第二个坑，不支持offset进行调整查询位置，这俩个问题算一个问题，官方暂时也没有支持翻页的计划,这里自己做了一个改动
pkg/core/index.go

func (index *Index) Search(iQuery v1.ZincQuery) (v1.SearchResponse, error) {
    var Hits []v1.Hit

    var searchRequest bluge.SearchRequest

    var err error

    ....
    
    writer := index.Writer

    reader, err := writer.Reader()
    if err != nil {
        log.Print("error accessing reader: %v", err)
    }

    dmi, err := reader.Search(context.Background(), searchRequest)
    if err != nil {
        log.Print("error executing search: %v", err)
    }

    // highlighter := highlight.NewANSIHighlighter()
    var count = 0
    // iterationStartTime := time.Now()
    next, err := dmi.Next()
    for err == nil && next != nil {
        // 这边加一个offset
        count++
        // iQuery结构体我增加了一个Offset字段，可以从前台传过来，这样就可以使用{offset:10,size:10},实现limit 10,10的功能了
        if count < iQuery.Offset {
            // 他读数据是通过next进行读下一条，内核不了解没啥好办法，只能先通过这样的方式做offset了
            next, err = dmi.Next()
            continue
        }
        var result map[string]interface{}
        var id string
        var timestamp time.Time
        err = next.VisitStoredFields(func(field string, value []byte) bool {
            if field == "_source" {
                json.Unmarshal(value, &result)
                return true
            } else if field == "_id" {
                id = string(value)
                return true
            } else if field == "@timestamp" {
                timestamp, _ = bluge.DecodeDateTime(value)
                return true
            }
            return true
        })
        if err != nil {
            log.Print("error accessing stored fields: %v", err)
        }

        hit := v1.Hit{
            Index:     index.Name,
            Type:      index.Name,
            ID:        id,
            Score:     next.Score,
            Timestamp: timestamp,
            Source:    result,
        }

        next, err = dmi.Next()
        // results = append(results, result)

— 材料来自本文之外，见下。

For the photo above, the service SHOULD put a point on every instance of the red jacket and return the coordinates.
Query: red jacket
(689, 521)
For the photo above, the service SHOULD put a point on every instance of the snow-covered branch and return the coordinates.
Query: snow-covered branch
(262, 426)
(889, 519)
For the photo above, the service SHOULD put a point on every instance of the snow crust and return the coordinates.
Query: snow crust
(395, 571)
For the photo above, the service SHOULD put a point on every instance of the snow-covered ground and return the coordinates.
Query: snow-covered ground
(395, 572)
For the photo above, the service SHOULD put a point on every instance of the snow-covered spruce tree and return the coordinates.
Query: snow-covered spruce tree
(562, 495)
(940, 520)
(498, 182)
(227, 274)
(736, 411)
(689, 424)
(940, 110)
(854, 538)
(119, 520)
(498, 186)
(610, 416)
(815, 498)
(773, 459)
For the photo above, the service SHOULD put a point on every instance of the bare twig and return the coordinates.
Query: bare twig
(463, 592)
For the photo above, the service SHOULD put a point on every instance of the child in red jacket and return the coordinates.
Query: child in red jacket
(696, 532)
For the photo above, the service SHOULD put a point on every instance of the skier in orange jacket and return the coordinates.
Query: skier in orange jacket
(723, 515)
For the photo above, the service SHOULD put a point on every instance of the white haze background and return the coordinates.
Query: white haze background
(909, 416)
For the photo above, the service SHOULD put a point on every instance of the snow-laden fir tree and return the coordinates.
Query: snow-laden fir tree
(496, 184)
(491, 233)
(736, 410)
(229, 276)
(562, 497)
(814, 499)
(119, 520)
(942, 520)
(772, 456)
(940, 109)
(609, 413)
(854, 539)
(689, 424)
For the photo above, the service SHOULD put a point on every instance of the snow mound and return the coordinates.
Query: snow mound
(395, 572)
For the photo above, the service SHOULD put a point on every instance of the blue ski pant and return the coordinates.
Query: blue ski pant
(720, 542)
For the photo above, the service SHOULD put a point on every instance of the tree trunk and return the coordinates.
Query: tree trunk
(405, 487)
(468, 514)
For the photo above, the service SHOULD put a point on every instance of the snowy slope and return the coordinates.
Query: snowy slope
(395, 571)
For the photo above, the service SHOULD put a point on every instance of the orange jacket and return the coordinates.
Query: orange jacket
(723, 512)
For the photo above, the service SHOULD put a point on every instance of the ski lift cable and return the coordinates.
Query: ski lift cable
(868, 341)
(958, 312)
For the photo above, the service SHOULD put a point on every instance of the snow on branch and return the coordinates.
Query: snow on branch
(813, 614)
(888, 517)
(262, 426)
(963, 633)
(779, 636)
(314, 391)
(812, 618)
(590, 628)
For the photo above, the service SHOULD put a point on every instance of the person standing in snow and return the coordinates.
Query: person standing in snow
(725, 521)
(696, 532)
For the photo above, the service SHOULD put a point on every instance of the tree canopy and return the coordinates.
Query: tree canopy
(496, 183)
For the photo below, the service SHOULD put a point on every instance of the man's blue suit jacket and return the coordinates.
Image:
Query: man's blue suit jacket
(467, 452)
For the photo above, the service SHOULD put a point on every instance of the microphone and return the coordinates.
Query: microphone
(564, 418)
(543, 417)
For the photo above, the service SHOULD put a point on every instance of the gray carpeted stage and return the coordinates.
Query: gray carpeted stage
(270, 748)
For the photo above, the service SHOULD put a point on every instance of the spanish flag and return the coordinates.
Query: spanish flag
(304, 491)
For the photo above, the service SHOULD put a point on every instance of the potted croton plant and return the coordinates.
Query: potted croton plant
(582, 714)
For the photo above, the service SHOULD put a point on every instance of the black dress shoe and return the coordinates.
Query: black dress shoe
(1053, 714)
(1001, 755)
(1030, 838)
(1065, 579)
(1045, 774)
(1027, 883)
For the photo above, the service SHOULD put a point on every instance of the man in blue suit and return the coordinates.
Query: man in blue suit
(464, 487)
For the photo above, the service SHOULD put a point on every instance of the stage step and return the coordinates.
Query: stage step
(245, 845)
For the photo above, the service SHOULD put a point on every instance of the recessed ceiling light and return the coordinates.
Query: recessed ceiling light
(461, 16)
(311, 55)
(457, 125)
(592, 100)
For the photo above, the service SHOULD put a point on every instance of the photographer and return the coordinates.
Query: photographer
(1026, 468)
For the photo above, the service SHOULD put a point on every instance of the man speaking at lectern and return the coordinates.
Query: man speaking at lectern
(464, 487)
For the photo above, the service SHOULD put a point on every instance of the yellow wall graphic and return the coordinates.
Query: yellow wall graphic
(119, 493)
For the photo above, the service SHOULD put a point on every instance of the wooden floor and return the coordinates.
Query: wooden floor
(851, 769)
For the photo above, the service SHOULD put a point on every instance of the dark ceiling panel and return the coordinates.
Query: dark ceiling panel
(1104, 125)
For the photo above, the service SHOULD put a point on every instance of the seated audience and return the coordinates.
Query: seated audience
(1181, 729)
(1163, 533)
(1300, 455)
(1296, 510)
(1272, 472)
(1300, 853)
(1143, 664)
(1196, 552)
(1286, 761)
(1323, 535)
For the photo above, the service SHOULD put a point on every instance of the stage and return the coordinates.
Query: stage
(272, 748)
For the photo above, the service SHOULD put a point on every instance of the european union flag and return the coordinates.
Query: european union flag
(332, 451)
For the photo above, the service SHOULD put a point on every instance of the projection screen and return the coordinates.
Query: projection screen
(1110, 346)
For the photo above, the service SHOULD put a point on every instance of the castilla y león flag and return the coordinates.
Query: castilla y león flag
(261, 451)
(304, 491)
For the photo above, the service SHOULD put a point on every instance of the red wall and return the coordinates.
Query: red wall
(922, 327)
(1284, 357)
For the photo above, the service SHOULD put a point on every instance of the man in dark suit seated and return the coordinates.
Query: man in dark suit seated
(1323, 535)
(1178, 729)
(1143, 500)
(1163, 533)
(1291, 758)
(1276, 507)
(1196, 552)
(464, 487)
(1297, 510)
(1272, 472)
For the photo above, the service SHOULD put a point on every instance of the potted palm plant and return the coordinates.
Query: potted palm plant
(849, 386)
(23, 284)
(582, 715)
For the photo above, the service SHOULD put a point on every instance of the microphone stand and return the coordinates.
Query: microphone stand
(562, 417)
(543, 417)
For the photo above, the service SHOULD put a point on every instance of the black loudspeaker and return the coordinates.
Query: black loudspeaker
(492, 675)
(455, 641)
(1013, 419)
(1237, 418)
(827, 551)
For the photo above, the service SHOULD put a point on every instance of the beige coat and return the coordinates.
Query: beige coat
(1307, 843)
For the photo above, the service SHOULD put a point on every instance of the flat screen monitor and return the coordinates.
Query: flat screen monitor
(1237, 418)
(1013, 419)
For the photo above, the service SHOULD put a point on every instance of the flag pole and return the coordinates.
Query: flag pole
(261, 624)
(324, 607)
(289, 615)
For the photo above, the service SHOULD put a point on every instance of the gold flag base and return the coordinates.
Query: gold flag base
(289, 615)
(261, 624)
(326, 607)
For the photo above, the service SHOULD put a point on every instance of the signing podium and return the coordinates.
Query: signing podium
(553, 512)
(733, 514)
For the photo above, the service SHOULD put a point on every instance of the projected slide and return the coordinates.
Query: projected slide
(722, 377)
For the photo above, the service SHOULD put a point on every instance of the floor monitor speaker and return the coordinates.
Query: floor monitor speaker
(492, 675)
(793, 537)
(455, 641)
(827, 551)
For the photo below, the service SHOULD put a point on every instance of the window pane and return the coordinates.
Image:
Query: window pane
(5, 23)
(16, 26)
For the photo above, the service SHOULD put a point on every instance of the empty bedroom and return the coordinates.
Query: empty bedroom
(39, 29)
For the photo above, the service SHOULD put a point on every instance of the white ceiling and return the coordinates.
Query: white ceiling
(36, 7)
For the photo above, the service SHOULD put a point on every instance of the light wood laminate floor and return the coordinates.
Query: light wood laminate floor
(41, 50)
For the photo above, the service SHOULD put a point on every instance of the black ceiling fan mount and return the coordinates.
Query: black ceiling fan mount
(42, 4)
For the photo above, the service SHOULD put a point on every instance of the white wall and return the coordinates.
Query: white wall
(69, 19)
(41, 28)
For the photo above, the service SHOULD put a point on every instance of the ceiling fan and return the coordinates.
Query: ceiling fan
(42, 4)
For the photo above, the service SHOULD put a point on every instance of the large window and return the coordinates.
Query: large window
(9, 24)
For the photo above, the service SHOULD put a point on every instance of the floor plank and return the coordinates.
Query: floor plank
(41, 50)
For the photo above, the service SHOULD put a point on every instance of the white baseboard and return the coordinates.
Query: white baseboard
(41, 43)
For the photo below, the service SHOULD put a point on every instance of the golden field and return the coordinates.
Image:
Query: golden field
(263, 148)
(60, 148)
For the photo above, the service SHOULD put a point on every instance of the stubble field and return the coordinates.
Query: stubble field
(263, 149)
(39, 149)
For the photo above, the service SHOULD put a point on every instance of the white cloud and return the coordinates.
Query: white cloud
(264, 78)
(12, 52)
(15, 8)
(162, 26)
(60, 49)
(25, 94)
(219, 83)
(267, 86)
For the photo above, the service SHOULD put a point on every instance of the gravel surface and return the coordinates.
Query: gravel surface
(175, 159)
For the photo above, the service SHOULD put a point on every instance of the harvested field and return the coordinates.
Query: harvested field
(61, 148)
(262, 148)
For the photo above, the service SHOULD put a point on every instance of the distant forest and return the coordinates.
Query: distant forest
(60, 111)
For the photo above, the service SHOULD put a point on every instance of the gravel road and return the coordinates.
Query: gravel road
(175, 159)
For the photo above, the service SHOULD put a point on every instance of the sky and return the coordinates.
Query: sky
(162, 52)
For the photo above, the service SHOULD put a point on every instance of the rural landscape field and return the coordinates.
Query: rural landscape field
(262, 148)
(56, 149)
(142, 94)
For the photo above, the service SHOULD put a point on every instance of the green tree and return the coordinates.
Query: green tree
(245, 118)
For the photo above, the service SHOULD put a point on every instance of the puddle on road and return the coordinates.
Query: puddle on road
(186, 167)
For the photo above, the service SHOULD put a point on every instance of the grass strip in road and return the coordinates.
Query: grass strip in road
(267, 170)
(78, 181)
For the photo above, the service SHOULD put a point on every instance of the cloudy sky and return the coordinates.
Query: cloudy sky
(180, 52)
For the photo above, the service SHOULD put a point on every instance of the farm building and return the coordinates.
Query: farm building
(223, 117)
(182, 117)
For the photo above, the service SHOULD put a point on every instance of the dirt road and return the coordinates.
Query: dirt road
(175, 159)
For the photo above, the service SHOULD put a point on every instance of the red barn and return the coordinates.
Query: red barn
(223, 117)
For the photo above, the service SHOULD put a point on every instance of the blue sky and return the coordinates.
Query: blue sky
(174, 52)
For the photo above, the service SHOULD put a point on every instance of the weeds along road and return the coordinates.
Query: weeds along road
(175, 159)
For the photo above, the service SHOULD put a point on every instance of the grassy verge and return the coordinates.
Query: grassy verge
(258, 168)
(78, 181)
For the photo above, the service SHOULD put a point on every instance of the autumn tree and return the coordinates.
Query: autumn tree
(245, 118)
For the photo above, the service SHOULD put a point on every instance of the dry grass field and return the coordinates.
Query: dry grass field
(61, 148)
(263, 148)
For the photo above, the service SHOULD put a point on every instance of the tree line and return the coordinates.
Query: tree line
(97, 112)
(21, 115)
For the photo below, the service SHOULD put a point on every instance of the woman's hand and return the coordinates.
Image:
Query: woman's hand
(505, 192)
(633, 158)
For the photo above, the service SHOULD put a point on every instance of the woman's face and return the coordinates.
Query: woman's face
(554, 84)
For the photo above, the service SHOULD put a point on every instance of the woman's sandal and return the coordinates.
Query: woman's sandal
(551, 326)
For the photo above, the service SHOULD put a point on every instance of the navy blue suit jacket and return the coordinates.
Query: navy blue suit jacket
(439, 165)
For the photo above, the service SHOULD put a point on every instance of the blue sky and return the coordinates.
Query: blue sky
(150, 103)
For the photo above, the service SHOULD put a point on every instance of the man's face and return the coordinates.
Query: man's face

        Hits = append(Hits, hit)
        // 默认他iQuery结构提是存在size字段的，但是没有通过他进行调整大小，我们自己加一个判断，这里理论是来说使用len会影响性能
        if len(Hits) > iQuery.Size {
            break
        }
    }
    if err != nil {
        log.Print("error iterating results: %v", err)
    }

    ....
    reader.Close()

    return resp, nil
}

第三个坑是没有类似logstash那样可以直接导入数据到es的第三方工具，这里我直接给他加了个功能从mysql里面读数据进去

func ReadFromDB() {
    var notes []Notes
    // 从数据库里读取出所有的数据
    DB.Model(&Notes{}).Find(&notes)
    for _, note := range notes {
        log.Println("[*] Import ", note.Hash)
        // 从文件读取文章正文并提取纯文本部分的数据
        note.Content = GetNoteContent(note)
        if ret, err := json.Marshal(&note); err == nil {
            var doc map[string]interface{}
            // 最后把struct转换成map
            json.Unmarshal(ret, &doc)
            ImportData("buaqbatchImport", doc)
        }
    }

}
func ImportData(indexName string, doc map[string]interface{}) {
    if !core.IndexExists(indexName) {
        //这部分的代码基本是直接抄的他前台createDocument部分的代码
        newIndex, err := core.NewIndex(indexName)

        if err != nil {
            log.Print(err)
            return
        }
        core.ZINC_INDEX_LIST[indexName] = newIndex // Load the index in memory
    }
    index := core.ZINC_INDEX_LIST[indexName]
    docID := uuid.New().String()
    // 他创建document需要传一个uuid和一个map的结构体
    err := index.UpdateDocument(docID, &doc)
    log.Default().Println(err)

}

分词

说搜索就不得不说分词，一开始尝试了go版本的jieba分词
后来因为其还是用c然后用cgo进行调用，编译之后会依赖glibc，在某些机器上因为glibc版本过低不能运行，哪怕用xgo编译也不行，后来找到了sego整体用下来也还可以，sego是纯go开发的，不用担心glibc版本的问题。

Rss抓取

这里的rss爬取用的是gofeed,官方号称支持如下版本，暂时没有遇到坑

RSS 0.90
Netscape RSS 0.91
Userland RSS 0.91
RSS 0.92
RSS 0.93
RSS 0.94
RSS 1.0
RSS 2.0
Atom 0.3
Atom 1.0
JSON 1.0
JSON 1.1

正文提取

试了如下基本版本的正文提取

https://github.com/naibahq/go-readability/
https://github.com/ying32/readability
https://github.com/go-shiori/go-readability
最后尝试下来shiori的最好用，并且之前php版本的readability对一些微信公众号和非博客/新闻性质的页面正文抓取并不是特别友好，shioir可以说是目前用的最强的，超过了nodejs和python的readability版本,暂时也没有遇到坑。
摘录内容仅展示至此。